One intelligent email suggests that the English have a particular problem with the Baroque, and links this with the emotional side of it and the Incarnational. I think this is dead right. The Reformation taught the English to be wary of the Flesh; "Spirituality" has to be etherial and other-worldly. A "spiritual" girl is one with an unhealthy washed-out complexion and vague watery eyes. Mind you, English medieval art was intensely emotional and Incarnational. You can find faded murals in medieval churches, revealed after the removals of layers of whitewash, showing in lurid (Oh dear! Would I have used that philologically inapposite adjective if I were not English?) detail the lacerations of Christ's flesh. It's all a bit like Guinness: we tend to think of stout porter as an Irish beverage, while until the first world war it was made all over the Atlantic archipelago: it's just that it is in Ireland, because of historical accidents, that it has mainly survived. Or bagpipes: they were common to most of Europe until the twentieth century, but in most places they have disappeared, leaving a popular impression that they are mainly Scotch. There's nothing inherently unEnglish about Emotion and Incarnation in ones spirituality; it's just that since the cultural schisms of the sixteenth century, they have been phased out of English religion: leaving them to appear foreign and alien. Yes? And since the Baroque is so superbly capable of expressing the emotional and the Incarnational - and is foreign and papist - the Baroque magnetically attracts to it all the suspicions generated by 450 years of religious and cultural heresy.
Remember Dr Dawkins' illuminating diatribe in the Washington Post: for heavens sake read it if you haven't already. I mean it; you'll learn more from that one interview than from volumes of history, sociology, or psychology. It is so revealing because it shows that it's not religion as such or belief in God as such that gets under his skin, but that horrible thing Catholicism. Dawkins is your typical ignorant English bigot. Honest: scratch nine English out of ten and you'll find Dawkins just under the surface.

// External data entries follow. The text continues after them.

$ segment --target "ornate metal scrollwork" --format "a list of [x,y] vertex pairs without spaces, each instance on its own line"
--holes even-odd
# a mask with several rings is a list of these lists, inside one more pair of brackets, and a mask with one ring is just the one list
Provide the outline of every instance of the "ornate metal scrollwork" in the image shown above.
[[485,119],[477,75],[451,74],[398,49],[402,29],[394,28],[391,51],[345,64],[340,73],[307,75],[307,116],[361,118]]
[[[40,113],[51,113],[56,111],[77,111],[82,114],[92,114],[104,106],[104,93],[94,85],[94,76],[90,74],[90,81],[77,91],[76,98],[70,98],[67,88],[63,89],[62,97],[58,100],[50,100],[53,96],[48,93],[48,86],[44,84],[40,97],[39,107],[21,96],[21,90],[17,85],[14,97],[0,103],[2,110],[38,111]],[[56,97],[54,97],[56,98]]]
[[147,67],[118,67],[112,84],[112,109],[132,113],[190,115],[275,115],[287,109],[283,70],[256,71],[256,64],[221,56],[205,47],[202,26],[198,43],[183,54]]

Those of you who are within reach of London and have not yet done the excellent NG exhibition of Spanish religious art: can I ask you, after you go, to report back on the reactions of the viewers to the realism with which emotion and suffering are portrayed? I recall one arty historically gent peering down at an alarmingly realistic dead Christ and addressing his companion on the views of Vasari. A defence mechanism - contrived dispassion - against the danger of actual response? A friend of mine picked up a rumour that the attendants had been warned to be on the lookout for nutters who might try to damage the exhibits ... or to pray before them! If I'd known before I went, I would have tried it (the prayer, I mean, not the vandalism) to see what happened.